It was one helluva an election season on the shores of Lake Michigan. Last summer I was brimming with optimism. The Chicago Teachers Union(CTU) had people out canvassing the neighborhoods. CTU President Karen Lewis was polling well in a possible mayoral bid and it looked like Mayor Rahm Emanuel  was on the run.

I foresaw an electoral revolution in the works. As a veteran of the Harold Washington days, I imagined the charismatic Karen Lewis recruiting a working class army of supporters,  including the the working poor and the unemployed. Energetic reform candidates for City Council would emerge. Many of the largely Black and Brown non-voters would finally have something worth voting for—for a change.

 photo Karen.jpgKaren Lewis at the New Era Windows workers co-op

A multi-racial rainbow coalition would sweep into power on election day and the day after election day, face the combined wrath of the LaSalle Street bankers and hedge fund bunco artists. But we would not only have people in office, we’d have a powerful movement for social and economic justice to back them up.

It didn’t happen. Karen announced that she was seriously ill with a brain tumor and could not run. She is now undergoing treatment. (BTW Chicagoans love to call their politicians by their first names).

The United Working Families organization is born

We did create a new independent fighting organization when CTU and SEIU Healthcare Illinois-Indiana joined forces with two reform groups, Grassroots Collaborative and Action Now to create United Working Families (UWF). UWF funneled training, volunteers and money to independents and reform Democrats running for aldermanic seats, as well as to Karen’s anointed successor as a candidate, Chuy Garcia. Chicago municipal elections are technically non-partisan. 50%+1 and you avoid a runoff. If no one makes 50%+1 , the two top candidates go into a runoff.

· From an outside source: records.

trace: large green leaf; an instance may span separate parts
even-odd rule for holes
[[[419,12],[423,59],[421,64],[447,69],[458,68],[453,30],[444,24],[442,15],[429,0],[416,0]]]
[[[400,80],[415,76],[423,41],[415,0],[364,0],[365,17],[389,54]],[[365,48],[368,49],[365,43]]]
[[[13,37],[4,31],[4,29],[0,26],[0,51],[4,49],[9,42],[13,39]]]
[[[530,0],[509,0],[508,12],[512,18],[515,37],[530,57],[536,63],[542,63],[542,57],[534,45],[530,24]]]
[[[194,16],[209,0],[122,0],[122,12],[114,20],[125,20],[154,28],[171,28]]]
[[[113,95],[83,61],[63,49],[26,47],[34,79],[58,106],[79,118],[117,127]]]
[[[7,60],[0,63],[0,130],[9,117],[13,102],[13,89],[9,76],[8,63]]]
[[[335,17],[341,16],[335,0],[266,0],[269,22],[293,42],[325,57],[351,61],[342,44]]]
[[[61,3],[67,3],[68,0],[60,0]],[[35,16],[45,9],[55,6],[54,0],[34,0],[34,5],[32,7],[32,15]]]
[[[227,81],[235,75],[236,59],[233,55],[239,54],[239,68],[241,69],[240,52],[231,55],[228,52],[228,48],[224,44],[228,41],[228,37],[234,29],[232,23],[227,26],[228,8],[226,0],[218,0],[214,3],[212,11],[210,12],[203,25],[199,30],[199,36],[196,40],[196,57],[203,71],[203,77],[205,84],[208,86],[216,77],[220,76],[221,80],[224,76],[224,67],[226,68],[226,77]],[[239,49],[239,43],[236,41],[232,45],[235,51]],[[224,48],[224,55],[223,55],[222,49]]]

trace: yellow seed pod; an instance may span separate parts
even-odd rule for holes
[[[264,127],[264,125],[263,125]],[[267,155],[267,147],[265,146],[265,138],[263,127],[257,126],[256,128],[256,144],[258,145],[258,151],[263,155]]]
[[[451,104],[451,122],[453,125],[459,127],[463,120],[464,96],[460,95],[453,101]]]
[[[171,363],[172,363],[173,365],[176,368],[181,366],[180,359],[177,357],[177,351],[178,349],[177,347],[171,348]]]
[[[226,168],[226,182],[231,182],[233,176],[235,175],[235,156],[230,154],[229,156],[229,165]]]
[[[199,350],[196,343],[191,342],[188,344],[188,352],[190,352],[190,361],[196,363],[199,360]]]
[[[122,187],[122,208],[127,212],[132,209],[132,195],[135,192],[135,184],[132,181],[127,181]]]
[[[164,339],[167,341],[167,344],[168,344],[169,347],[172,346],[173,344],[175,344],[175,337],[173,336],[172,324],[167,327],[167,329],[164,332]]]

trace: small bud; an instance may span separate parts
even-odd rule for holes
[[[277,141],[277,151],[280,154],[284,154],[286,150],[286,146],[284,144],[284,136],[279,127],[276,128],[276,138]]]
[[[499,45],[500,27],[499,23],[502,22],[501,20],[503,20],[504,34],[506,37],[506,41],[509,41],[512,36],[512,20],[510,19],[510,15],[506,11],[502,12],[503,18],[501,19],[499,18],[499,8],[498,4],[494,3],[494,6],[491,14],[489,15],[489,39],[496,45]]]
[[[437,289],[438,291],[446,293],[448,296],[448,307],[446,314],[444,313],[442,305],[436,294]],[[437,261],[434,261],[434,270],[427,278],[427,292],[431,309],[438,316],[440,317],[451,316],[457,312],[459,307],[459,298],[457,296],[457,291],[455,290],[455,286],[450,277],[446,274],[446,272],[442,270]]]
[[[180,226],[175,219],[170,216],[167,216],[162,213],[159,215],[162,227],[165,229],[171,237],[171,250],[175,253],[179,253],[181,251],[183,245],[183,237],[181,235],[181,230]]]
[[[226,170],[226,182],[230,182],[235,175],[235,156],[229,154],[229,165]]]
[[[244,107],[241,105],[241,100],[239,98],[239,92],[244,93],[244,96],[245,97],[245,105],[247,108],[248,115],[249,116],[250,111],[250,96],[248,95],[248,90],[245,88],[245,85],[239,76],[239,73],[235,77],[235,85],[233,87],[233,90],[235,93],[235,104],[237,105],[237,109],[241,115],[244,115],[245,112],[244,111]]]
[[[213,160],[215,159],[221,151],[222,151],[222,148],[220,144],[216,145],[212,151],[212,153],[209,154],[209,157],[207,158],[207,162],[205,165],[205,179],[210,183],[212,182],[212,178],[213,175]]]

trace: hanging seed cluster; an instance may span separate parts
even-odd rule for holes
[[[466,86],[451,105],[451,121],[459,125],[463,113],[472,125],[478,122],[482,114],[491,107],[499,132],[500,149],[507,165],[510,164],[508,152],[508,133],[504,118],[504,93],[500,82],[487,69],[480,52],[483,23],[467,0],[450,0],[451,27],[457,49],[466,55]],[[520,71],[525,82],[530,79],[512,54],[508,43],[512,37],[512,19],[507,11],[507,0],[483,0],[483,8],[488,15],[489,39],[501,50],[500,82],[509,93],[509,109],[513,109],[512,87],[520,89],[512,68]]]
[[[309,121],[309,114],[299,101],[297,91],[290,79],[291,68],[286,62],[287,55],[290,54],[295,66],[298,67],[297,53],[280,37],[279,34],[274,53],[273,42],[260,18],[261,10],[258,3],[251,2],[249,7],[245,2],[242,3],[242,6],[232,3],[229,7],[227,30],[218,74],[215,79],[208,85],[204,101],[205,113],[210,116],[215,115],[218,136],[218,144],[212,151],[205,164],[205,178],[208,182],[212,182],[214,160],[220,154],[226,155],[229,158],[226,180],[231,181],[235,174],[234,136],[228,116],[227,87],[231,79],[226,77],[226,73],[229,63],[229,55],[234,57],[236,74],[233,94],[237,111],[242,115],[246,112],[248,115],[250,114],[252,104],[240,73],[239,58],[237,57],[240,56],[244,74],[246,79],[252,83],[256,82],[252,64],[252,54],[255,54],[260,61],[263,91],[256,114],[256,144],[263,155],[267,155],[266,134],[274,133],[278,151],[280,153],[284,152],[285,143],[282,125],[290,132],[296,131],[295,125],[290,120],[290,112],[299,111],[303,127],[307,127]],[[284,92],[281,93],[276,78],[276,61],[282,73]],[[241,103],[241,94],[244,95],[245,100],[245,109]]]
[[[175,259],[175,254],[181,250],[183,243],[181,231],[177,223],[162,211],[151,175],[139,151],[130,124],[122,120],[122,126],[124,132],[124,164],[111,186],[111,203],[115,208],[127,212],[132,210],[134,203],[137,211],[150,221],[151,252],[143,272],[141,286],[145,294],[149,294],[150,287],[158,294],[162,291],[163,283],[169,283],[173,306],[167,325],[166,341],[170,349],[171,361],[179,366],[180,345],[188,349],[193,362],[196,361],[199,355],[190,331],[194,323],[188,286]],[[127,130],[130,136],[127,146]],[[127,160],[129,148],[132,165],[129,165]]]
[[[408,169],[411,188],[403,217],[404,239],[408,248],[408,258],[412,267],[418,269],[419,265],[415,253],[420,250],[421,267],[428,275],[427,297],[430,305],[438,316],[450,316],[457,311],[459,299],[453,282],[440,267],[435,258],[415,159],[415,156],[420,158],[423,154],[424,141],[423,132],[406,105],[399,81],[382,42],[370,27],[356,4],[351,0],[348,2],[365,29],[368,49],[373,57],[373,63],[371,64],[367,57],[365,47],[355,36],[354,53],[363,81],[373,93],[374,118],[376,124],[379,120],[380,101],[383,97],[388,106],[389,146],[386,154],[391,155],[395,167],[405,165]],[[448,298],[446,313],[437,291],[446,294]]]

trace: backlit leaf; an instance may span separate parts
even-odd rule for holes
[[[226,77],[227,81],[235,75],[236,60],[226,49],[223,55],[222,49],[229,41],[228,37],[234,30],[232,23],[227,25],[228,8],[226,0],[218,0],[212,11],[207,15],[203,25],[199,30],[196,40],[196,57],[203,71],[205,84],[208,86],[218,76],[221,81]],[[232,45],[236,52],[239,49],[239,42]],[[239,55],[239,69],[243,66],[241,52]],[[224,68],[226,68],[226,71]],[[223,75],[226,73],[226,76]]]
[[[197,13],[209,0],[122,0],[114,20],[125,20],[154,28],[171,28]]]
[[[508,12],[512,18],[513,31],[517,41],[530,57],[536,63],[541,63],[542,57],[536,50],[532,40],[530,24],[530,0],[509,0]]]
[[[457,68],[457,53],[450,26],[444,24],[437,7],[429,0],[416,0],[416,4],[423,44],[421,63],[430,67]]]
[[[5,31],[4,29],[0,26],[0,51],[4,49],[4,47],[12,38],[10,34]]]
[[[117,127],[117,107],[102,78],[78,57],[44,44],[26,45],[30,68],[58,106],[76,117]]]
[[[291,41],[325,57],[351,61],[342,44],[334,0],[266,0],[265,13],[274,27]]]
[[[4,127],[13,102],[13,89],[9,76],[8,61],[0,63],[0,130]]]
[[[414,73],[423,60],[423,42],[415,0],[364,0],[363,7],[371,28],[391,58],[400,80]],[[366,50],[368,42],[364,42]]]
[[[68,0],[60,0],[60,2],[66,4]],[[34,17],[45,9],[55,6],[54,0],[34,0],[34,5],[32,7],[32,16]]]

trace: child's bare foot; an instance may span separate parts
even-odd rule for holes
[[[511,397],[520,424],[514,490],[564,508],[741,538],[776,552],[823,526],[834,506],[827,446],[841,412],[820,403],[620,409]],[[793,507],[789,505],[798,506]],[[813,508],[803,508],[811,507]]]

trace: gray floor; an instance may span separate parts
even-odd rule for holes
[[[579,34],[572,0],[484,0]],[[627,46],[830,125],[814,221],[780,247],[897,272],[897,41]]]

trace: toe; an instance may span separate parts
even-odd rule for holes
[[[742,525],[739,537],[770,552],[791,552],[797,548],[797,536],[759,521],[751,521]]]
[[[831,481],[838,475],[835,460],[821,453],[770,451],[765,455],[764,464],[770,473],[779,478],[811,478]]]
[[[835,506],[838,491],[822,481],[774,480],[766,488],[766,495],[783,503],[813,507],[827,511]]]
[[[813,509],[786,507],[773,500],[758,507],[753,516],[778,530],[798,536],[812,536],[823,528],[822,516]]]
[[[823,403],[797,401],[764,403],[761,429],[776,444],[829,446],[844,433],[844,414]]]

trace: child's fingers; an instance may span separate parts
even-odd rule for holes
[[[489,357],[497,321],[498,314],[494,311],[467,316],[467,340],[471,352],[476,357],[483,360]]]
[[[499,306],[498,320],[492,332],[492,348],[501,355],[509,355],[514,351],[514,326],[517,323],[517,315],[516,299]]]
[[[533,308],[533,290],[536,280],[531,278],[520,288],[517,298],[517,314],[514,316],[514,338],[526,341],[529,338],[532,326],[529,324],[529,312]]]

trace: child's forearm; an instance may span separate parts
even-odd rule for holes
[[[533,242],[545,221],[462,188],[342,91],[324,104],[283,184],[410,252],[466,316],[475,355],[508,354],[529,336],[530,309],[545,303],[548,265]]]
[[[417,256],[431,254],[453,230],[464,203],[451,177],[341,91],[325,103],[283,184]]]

The aldermanic elections were important because even though the mayor holds a lot of power, a City Council majority makes the mayor’s job a lot easier.

 photo IWF.jpgKatelyn Johnson of Action Now and Amisha Patel
of Grassroots Collaborative at the founding UWF meeting 

Chuy, who came to Chicago from Mexico as a child, was a third string choice in Chicago reform politics. Cook County Board president Toni Preckwinkle did not want the job. Toni’s mildly reformist politics are pretty close to those of Chuy (who was her floor leader on the Cook County Board), but she had better name recognition, she is African American  and I think could have won the election. Both came into politics as part of the Harold Washington movement in the 1980’s.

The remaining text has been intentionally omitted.